For those of you who are wondering what my recent Google Reader shared item comment was all about, here you go. I’ve explained it over IM twice, and I think it deserves a proper blog post:
We all like having RSS-feeds for everything, right? That way we can catch up with the world in one place.
So Facebook have RSS feeds for friends’ status updates, notes, and shared posts. These feeds look something like http://www.facebook.com/feeds/friends_status.php?id=530720481&key=0dead0beef&format=rss20
. And all the feeds have the same key.
Yes, we’d rather they used HTTP-Digest password authentication, but not many RSS readers support that, and you’d never give anyone that feed url, right?
Well, no. If I read something cool in one of these Facebook-feeds in Google Reader and I share it with my Google Reader friends, they’ll all get the full feed URL. Now they can read all my friends’ status updates, notes, and shared items.
One of my Facebook friends might be paranoid, and writing about very personal stuff on Facebook. As a Facebook user, he could have set his privacy settings so that only his friends can read his notes.
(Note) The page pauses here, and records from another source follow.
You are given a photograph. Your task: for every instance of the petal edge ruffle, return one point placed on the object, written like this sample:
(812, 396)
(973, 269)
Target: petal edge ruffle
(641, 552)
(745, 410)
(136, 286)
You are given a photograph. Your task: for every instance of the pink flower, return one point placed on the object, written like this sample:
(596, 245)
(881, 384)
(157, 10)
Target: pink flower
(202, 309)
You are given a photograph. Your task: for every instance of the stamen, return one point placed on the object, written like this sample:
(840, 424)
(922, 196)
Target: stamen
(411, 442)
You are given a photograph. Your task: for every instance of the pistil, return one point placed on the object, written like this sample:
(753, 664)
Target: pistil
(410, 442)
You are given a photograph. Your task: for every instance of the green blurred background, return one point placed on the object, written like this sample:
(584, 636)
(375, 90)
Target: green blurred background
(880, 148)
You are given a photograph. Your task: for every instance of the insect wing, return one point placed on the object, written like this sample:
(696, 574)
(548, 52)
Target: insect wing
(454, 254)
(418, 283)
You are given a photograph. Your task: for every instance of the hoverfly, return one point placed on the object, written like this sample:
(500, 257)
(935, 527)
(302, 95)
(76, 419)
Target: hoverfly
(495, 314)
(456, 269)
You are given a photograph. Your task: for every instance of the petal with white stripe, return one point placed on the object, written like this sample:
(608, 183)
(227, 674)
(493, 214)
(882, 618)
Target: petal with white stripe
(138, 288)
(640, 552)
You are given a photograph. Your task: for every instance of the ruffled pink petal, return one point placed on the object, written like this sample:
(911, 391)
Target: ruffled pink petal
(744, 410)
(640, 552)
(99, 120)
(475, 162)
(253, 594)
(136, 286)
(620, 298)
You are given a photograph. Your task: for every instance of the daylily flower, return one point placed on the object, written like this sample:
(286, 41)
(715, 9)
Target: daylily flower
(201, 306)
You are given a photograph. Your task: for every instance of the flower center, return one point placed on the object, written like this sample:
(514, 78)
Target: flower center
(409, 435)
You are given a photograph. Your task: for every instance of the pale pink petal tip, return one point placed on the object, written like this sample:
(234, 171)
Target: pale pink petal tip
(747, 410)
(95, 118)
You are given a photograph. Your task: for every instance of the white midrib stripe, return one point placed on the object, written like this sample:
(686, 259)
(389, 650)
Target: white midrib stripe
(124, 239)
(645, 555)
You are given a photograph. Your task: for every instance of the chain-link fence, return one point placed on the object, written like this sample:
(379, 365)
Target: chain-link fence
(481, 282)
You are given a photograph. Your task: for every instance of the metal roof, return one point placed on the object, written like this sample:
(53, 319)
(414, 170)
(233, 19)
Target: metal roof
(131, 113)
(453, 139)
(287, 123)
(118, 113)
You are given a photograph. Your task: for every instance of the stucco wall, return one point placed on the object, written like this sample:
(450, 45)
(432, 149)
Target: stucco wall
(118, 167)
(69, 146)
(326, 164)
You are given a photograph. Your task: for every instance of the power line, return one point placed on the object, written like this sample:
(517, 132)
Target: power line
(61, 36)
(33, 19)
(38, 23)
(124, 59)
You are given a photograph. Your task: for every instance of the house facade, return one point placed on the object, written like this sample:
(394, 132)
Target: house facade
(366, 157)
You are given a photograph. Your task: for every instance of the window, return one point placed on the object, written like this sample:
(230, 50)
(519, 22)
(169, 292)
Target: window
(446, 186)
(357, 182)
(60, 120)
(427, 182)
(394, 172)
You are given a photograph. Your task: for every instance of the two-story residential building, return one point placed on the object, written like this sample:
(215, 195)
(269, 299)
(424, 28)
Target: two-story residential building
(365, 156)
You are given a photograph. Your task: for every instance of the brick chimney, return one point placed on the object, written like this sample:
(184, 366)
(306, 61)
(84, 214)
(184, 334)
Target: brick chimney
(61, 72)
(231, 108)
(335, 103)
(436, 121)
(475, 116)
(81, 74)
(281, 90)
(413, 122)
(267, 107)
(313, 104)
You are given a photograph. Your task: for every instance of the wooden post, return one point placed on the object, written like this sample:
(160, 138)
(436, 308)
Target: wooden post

However, now all my Google Reader friends can too.
In this case, this isn’t a big problem, because there’s very little interesting content on Facebook, and hopefully no trade secrets. Obviously these problems apply to services besides Facebook and Google Reader, but these are good examples. Also a friend of mine shared his key recently ;-)
But it gets worse, Google Reader has a feed directory and feed discover page. Searching it reveals lots of such ID, key combinations. And generally Googling reveals 30-odd such pairs that have leaked onto the general Internet.
So. If you are implementing RSS feeds with private data in them, please don’t use an in-URL key. Rather submit patches to all your favourite feed-readers adding support for HTTP-authentication (and in the case of Google Reader, maybe don’t use it for private feeds).